As part of a test to see if it’s improved at all since my experiment six months ago, I asked Grok to rate and review the draft opening scene of my current WIP, an upmarket adult fantasy novel titled The Stygian Blades. It gave me a reluctant 8/10 with caveats.

Fair enough. So, just like in my previous experiment, I asked it to rewrite the scene to make it a solid 10/10.

It made it worse, because of course it did.

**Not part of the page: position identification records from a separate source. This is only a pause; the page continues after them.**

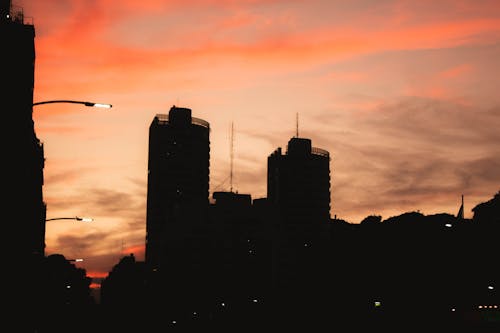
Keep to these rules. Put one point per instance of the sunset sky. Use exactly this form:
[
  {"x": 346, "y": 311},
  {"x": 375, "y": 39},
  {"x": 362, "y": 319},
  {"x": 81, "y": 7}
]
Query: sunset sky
[{"x": 405, "y": 95}]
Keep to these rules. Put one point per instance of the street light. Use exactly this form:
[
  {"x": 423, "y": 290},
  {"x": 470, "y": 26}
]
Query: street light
[
  {"x": 90, "y": 104},
  {"x": 77, "y": 218}
]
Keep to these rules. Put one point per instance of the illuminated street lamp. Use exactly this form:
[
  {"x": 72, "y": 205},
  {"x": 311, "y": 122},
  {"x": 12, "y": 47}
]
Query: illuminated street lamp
[
  {"x": 90, "y": 104},
  {"x": 77, "y": 218}
]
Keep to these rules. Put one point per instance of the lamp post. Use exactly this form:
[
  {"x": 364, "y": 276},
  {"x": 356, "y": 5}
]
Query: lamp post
[
  {"x": 77, "y": 218},
  {"x": 90, "y": 104}
]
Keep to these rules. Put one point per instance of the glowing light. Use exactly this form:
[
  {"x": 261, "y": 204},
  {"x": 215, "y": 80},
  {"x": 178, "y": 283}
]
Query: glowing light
[{"x": 100, "y": 105}]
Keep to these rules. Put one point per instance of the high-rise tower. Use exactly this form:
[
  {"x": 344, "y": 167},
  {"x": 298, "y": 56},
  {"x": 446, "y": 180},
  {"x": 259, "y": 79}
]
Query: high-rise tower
[
  {"x": 23, "y": 159},
  {"x": 298, "y": 183},
  {"x": 178, "y": 182}
]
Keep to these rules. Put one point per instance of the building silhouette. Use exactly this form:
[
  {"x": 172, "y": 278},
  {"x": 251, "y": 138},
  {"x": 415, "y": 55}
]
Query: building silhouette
[
  {"x": 178, "y": 183},
  {"x": 24, "y": 156},
  {"x": 298, "y": 183}
]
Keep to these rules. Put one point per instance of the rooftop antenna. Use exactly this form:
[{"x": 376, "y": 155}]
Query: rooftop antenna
[
  {"x": 232, "y": 157},
  {"x": 297, "y": 125}
]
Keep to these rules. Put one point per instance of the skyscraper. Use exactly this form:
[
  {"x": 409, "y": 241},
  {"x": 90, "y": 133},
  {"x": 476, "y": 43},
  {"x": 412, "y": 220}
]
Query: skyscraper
[
  {"x": 298, "y": 183},
  {"x": 23, "y": 152},
  {"x": 178, "y": 183}
]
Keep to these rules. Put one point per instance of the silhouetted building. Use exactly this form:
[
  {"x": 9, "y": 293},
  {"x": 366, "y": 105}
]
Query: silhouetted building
[
  {"x": 178, "y": 183},
  {"x": 298, "y": 183},
  {"x": 23, "y": 154}
]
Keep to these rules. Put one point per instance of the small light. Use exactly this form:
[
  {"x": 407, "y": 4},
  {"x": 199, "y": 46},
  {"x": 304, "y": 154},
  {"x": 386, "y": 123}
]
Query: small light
[{"x": 100, "y": 105}]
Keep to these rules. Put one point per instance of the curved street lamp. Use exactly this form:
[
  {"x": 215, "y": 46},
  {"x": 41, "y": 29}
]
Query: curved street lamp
[
  {"x": 90, "y": 104},
  {"x": 77, "y": 218}
]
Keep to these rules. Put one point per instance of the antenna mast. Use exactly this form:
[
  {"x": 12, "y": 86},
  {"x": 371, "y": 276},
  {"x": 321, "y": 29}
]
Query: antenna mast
[
  {"x": 297, "y": 125},
  {"x": 232, "y": 157}
]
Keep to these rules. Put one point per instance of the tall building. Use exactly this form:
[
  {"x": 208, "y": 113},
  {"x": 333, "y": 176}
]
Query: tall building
[
  {"x": 23, "y": 159},
  {"x": 298, "y": 183},
  {"x": 178, "y": 183}
]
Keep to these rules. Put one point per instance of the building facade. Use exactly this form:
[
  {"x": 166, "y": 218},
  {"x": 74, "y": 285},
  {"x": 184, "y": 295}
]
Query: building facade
[
  {"x": 298, "y": 183},
  {"x": 24, "y": 156},
  {"x": 178, "y": 183}
]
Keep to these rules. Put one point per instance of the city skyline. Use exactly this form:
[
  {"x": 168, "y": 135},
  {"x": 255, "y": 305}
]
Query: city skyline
[{"x": 408, "y": 111}]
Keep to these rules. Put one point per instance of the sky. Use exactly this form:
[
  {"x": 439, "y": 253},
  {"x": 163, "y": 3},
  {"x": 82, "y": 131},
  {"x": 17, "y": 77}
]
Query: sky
[{"x": 403, "y": 94}]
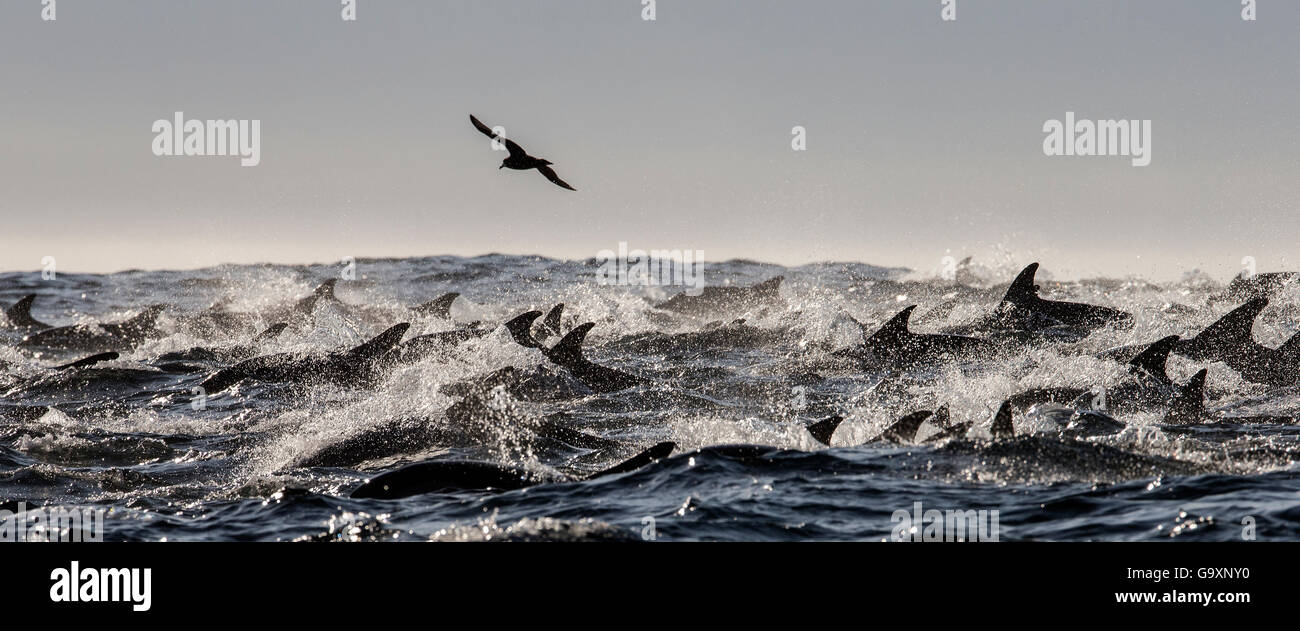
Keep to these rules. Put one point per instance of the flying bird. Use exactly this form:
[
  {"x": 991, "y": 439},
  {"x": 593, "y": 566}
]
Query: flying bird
[{"x": 519, "y": 159}]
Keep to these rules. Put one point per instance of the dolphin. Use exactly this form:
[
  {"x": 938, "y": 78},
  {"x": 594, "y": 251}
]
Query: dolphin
[
  {"x": 1230, "y": 340},
  {"x": 904, "y": 431},
  {"x": 356, "y": 367},
  {"x": 438, "y": 475},
  {"x": 20, "y": 315},
  {"x": 112, "y": 336},
  {"x": 519, "y": 159},
  {"x": 1023, "y": 310},
  {"x": 1246, "y": 286},
  {"x": 727, "y": 299},
  {"x": 893, "y": 346}
]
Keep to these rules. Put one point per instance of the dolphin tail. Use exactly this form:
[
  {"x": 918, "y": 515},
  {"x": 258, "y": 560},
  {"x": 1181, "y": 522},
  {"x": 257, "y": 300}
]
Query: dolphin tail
[
  {"x": 1153, "y": 359},
  {"x": 770, "y": 286},
  {"x": 1188, "y": 405},
  {"x": 20, "y": 315},
  {"x": 658, "y": 452},
  {"x": 570, "y": 349},
  {"x": 1023, "y": 288},
  {"x": 1291, "y": 348},
  {"x": 144, "y": 319},
  {"x": 1002, "y": 424},
  {"x": 438, "y": 307},
  {"x": 271, "y": 333},
  {"x": 941, "y": 416},
  {"x": 90, "y": 361},
  {"x": 823, "y": 429},
  {"x": 896, "y": 329},
  {"x": 381, "y": 344},
  {"x": 326, "y": 289}
]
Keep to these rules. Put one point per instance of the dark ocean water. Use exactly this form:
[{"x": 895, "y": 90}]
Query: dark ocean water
[{"x": 278, "y": 462}]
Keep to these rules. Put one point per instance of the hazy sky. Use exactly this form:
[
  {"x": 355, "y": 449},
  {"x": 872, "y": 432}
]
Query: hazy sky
[{"x": 924, "y": 138}]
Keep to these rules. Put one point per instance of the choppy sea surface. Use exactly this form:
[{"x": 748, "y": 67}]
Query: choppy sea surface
[{"x": 269, "y": 461}]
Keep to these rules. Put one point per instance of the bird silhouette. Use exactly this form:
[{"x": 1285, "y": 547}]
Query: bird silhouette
[{"x": 519, "y": 159}]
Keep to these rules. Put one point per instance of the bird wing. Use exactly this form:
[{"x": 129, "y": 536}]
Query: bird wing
[
  {"x": 515, "y": 150},
  {"x": 550, "y": 174}
]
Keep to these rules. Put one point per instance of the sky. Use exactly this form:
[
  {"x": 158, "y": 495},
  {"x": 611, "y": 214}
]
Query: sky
[{"x": 923, "y": 137}]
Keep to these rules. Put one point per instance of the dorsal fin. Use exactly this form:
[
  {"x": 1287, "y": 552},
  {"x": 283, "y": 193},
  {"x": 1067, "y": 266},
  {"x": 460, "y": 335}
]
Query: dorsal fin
[
  {"x": 1023, "y": 288},
  {"x": 90, "y": 361},
  {"x": 553, "y": 319},
  {"x": 519, "y": 328},
  {"x": 1188, "y": 405},
  {"x": 20, "y": 315},
  {"x": 271, "y": 333},
  {"x": 570, "y": 349},
  {"x": 438, "y": 307},
  {"x": 1153, "y": 359},
  {"x": 658, "y": 452},
  {"x": 1291, "y": 348},
  {"x": 381, "y": 344},
  {"x": 824, "y": 429},
  {"x": 324, "y": 290},
  {"x": 1002, "y": 423},
  {"x": 1233, "y": 331},
  {"x": 905, "y": 428},
  {"x": 895, "y": 329}
]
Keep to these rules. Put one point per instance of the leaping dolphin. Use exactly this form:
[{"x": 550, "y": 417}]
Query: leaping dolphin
[{"x": 433, "y": 476}]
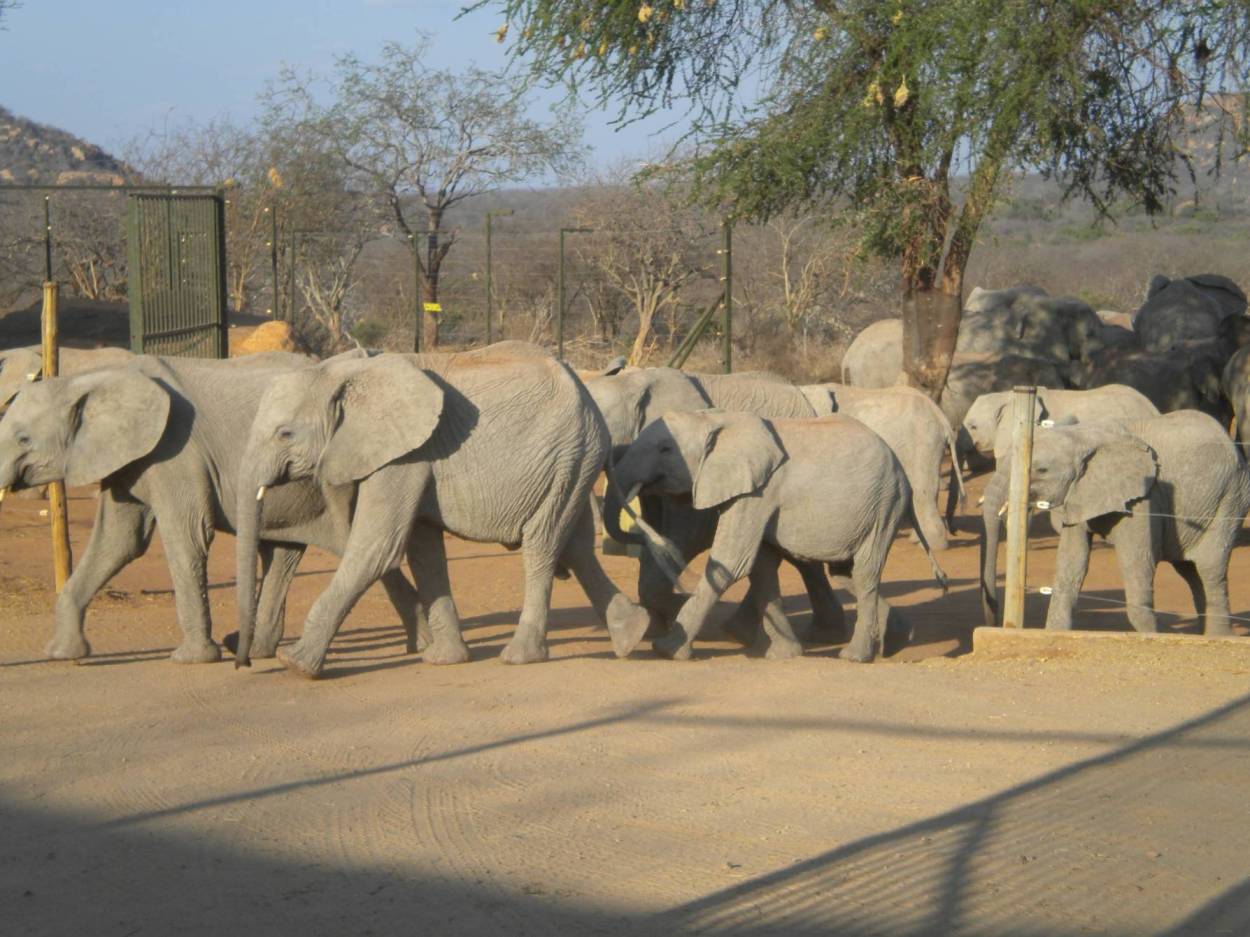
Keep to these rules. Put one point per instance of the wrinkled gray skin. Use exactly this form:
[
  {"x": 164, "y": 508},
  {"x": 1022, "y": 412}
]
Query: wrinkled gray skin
[
  {"x": 631, "y": 400},
  {"x": 826, "y": 490},
  {"x": 1188, "y": 310},
  {"x": 1186, "y": 377},
  {"x": 19, "y": 366},
  {"x": 1124, "y": 482},
  {"x": 500, "y": 445},
  {"x": 1236, "y": 390},
  {"x": 161, "y": 436},
  {"x": 989, "y": 420},
  {"x": 914, "y": 427},
  {"x": 875, "y": 356},
  {"x": 1025, "y": 321}
]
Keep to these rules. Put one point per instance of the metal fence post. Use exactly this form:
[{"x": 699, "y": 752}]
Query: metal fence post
[
  {"x": 276, "y": 311},
  {"x": 48, "y": 239},
  {"x": 490, "y": 282},
  {"x": 1024, "y": 400},
  {"x": 418, "y": 306},
  {"x": 726, "y": 256},
  {"x": 63, "y": 561}
]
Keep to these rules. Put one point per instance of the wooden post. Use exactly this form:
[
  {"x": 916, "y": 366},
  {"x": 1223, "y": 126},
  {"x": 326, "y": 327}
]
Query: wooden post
[
  {"x": 63, "y": 561},
  {"x": 1024, "y": 401}
]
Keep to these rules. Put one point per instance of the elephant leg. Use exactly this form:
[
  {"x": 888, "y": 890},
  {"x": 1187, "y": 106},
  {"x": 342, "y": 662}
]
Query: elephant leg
[
  {"x": 924, "y": 502},
  {"x": 428, "y": 559},
  {"x": 386, "y": 504},
  {"x": 733, "y": 554},
  {"x": 828, "y": 619},
  {"x": 868, "y": 637},
  {"x": 1188, "y": 571},
  {"x": 123, "y": 531},
  {"x": 1139, "y": 585},
  {"x": 278, "y": 565},
  {"x": 766, "y": 592},
  {"x": 1071, "y": 564},
  {"x": 406, "y": 602},
  {"x": 626, "y": 622},
  {"x": 186, "y": 549},
  {"x": 1213, "y": 572}
]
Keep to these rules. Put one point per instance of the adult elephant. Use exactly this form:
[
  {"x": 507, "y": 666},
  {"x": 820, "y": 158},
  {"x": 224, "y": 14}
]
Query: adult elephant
[
  {"x": 1236, "y": 391},
  {"x": 630, "y": 401},
  {"x": 161, "y": 437},
  {"x": 875, "y": 356},
  {"x": 499, "y": 445},
  {"x": 19, "y": 366},
  {"x": 1184, "y": 377},
  {"x": 989, "y": 425},
  {"x": 918, "y": 432},
  {"x": 825, "y": 490},
  {"x": 1170, "y": 489},
  {"x": 1026, "y": 321}
]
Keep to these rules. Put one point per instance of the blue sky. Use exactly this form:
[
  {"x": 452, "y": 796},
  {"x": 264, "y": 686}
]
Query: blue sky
[{"x": 108, "y": 71}]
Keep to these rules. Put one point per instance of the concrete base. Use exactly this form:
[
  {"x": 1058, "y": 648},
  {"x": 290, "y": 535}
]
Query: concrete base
[{"x": 1000, "y": 644}]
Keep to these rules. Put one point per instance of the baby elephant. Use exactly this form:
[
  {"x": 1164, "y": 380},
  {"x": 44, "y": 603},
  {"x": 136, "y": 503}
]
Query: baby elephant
[
  {"x": 826, "y": 490},
  {"x": 1169, "y": 489}
]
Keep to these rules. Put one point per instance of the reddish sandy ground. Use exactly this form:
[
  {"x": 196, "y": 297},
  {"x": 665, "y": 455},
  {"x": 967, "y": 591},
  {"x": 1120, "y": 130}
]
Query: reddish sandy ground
[{"x": 931, "y": 793}]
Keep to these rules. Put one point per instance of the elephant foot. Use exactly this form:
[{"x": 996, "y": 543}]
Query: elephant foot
[
  {"x": 196, "y": 651},
  {"x": 525, "y": 647},
  {"x": 741, "y": 629},
  {"x": 69, "y": 649},
  {"x": 446, "y": 651},
  {"x": 626, "y": 626},
  {"x": 783, "y": 650},
  {"x": 859, "y": 652},
  {"x": 674, "y": 646},
  {"x": 298, "y": 660}
]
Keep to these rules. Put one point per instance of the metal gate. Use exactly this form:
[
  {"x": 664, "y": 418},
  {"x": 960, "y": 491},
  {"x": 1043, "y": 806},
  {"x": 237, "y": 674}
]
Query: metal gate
[{"x": 178, "y": 274}]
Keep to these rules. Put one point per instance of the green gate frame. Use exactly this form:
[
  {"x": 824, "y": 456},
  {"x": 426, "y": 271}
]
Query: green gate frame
[{"x": 178, "y": 274}]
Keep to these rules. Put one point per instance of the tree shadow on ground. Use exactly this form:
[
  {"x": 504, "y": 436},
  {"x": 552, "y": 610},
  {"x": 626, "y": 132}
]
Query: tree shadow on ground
[{"x": 1105, "y": 845}]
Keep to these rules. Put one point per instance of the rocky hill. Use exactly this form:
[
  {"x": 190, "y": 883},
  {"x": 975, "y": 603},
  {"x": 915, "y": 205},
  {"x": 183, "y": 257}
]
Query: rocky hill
[{"x": 36, "y": 153}]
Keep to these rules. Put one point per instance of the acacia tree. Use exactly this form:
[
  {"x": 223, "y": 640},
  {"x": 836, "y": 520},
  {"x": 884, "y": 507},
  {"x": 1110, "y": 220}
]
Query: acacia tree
[
  {"x": 906, "y": 116},
  {"x": 425, "y": 140}
]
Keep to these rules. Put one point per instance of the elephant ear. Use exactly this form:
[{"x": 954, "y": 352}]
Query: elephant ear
[
  {"x": 118, "y": 417},
  {"x": 821, "y": 399},
  {"x": 388, "y": 407},
  {"x": 1113, "y": 476},
  {"x": 739, "y": 456}
]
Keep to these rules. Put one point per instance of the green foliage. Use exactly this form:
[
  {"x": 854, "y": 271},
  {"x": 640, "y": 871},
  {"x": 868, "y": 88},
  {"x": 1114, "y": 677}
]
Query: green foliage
[{"x": 870, "y": 109}]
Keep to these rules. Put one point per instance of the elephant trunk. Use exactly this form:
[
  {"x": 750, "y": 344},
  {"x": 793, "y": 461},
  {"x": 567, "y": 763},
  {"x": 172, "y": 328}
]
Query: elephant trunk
[
  {"x": 991, "y": 522},
  {"x": 248, "y": 525},
  {"x": 614, "y": 502}
]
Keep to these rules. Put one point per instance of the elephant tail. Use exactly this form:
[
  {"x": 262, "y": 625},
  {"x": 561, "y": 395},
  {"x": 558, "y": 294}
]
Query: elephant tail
[{"x": 939, "y": 574}]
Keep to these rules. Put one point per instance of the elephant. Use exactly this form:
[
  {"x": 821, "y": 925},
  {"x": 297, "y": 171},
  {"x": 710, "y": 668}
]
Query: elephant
[
  {"x": 631, "y": 400},
  {"x": 826, "y": 490},
  {"x": 989, "y": 420},
  {"x": 500, "y": 445},
  {"x": 1236, "y": 390},
  {"x": 1178, "y": 314},
  {"x": 18, "y": 366},
  {"x": 1185, "y": 377},
  {"x": 875, "y": 355},
  {"x": 1025, "y": 321},
  {"x": 160, "y": 435},
  {"x": 918, "y": 432},
  {"x": 1168, "y": 489}
]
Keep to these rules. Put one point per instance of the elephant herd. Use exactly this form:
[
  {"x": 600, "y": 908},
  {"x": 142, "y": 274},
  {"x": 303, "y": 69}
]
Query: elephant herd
[{"x": 374, "y": 457}]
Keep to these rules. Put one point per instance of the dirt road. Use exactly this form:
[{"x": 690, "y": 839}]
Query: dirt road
[{"x": 931, "y": 793}]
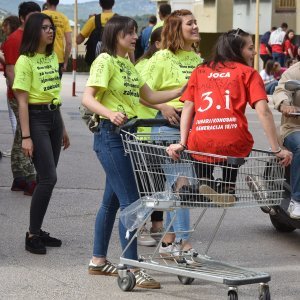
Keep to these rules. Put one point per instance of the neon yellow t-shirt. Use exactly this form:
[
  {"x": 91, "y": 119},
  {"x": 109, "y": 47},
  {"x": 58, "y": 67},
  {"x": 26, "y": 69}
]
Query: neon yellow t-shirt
[
  {"x": 89, "y": 26},
  {"x": 119, "y": 83},
  {"x": 62, "y": 26},
  {"x": 167, "y": 71},
  {"x": 38, "y": 75}
]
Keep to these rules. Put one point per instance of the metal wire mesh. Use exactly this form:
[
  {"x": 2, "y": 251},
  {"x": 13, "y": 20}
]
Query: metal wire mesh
[{"x": 201, "y": 179}]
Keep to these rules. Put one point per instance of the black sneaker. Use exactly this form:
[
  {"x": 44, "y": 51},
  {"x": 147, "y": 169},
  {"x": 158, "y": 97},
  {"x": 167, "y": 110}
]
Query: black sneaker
[
  {"x": 48, "y": 240},
  {"x": 35, "y": 244}
]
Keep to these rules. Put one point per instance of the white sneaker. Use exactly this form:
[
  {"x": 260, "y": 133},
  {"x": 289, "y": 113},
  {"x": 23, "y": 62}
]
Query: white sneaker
[
  {"x": 294, "y": 209},
  {"x": 145, "y": 239},
  {"x": 173, "y": 249}
]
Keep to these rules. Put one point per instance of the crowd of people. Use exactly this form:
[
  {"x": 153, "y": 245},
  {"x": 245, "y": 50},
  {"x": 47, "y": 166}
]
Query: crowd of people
[{"x": 171, "y": 81}]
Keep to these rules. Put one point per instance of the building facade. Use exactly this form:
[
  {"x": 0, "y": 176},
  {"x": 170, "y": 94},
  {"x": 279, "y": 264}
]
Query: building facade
[{"x": 216, "y": 16}]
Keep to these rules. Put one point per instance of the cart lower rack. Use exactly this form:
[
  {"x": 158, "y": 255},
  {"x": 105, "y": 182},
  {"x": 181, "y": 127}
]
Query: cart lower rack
[{"x": 197, "y": 181}]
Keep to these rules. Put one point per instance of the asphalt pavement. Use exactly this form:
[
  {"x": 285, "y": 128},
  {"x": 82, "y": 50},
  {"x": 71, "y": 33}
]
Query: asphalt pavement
[{"x": 246, "y": 237}]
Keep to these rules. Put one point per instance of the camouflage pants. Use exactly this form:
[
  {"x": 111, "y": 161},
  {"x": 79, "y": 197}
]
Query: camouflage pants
[{"x": 20, "y": 164}]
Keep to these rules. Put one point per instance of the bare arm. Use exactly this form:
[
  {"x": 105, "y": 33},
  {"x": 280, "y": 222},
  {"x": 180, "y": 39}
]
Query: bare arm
[
  {"x": 68, "y": 47},
  {"x": 158, "y": 97},
  {"x": 27, "y": 145},
  {"x": 185, "y": 125},
  {"x": 95, "y": 106},
  {"x": 79, "y": 39}
]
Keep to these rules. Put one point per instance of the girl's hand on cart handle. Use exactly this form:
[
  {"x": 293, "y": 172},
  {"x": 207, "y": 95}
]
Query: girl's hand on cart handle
[
  {"x": 287, "y": 110},
  {"x": 285, "y": 157},
  {"x": 171, "y": 114},
  {"x": 174, "y": 151},
  {"x": 118, "y": 118}
]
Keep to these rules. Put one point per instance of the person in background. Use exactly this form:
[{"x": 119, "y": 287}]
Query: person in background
[
  {"x": 288, "y": 102},
  {"x": 276, "y": 42},
  {"x": 113, "y": 91},
  {"x": 166, "y": 69},
  {"x": 44, "y": 6},
  {"x": 37, "y": 86},
  {"x": 265, "y": 50},
  {"x": 146, "y": 33},
  {"x": 163, "y": 12},
  {"x": 146, "y": 112},
  {"x": 278, "y": 70},
  {"x": 89, "y": 26},
  {"x": 233, "y": 55},
  {"x": 22, "y": 168},
  {"x": 290, "y": 49},
  {"x": 10, "y": 25},
  {"x": 63, "y": 35},
  {"x": 267, "y": 75}
]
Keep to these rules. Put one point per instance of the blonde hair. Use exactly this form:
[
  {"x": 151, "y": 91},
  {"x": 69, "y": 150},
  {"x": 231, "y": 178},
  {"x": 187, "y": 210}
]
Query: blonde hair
[{"x": 172, "y": 36}]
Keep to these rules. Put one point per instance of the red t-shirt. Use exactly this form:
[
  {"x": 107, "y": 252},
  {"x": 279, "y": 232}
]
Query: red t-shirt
[
  {"x": 11, "y": 48},
  {"x": 276, "y": 48},
  {"x": 220, "y": 98},
  {"x": 289, "y": 45},
  {"x": 263, "y": 49}
]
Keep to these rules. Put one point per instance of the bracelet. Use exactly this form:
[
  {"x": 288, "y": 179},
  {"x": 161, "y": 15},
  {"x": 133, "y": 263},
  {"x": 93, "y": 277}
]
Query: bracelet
[
  {"x": 277, "y": 151},
  {"x": 183, "y": 146}
]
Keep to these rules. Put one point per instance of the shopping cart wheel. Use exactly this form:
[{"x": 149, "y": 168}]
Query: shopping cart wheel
[
  {"x": 185, "y": 280},
  {"x": 281, "y": 226},
  {"x": 264, "y": 292},
  {"x": 127, "y": 283},
  {"x": 232, "y": 295}
]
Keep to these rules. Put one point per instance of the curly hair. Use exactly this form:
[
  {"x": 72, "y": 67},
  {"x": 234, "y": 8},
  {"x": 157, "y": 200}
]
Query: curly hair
[{"x": 172, "y": 36}]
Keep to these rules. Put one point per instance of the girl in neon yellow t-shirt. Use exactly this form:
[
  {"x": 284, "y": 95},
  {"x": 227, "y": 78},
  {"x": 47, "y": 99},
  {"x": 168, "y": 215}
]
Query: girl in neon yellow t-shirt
[
  {"x": 167, "y": 69},
  {"x": 113, "y": 91},
  {"x": 37, "y": 87}
]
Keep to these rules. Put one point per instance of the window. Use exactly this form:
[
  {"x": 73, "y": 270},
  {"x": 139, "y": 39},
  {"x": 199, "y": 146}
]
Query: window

And not subtly worse—objectively worse. It replaced my protagonist Kit’s crude joke about elephants (“like a drunken cow swived a goat and weren’t too kind about it”) with bland description (“like a bull crossed with a serpent, all wrath and no grace”). It turned her simple illiteracy—shown through “There were a lot of words, but she couldn’t make out more than maybe a dozen of them”—into explained backstory: “words she could sound out but scarcely string together, a legacy of hurried lessons between performances.”

It also added a mysterious cloaked figure watching from the shadows at the end. Because… who the fuck knows why. I got nothing.

Grok deployed every cliché in the fantasy writer’s playbook. Every distinctive character beat got sanded down to generic template prose.

Then I fed that “10/10” rewrite back to Grok in a fresh session without identifying the author.

Result: 8/10.

Grok couldn’t recognize its own “perfect” rewrite as 10/10. So I asked it to improve THAT version to 10/10. It added more—the dagger “still etched with the memory of that fatal thrust,” the elephant woodcut becoming “almost erotic in its power,” a “prickle at her nape” before the mysterious watcher’s “stare keen as honed steel.”

More words, more exposition, more clichés, more generic fantasy prose. I could run this experiment forever, and each iteration would drift further from my original voice toward the platonic ideal of “competent upmarket adult fantasy opening that matches patterns in AI training data.”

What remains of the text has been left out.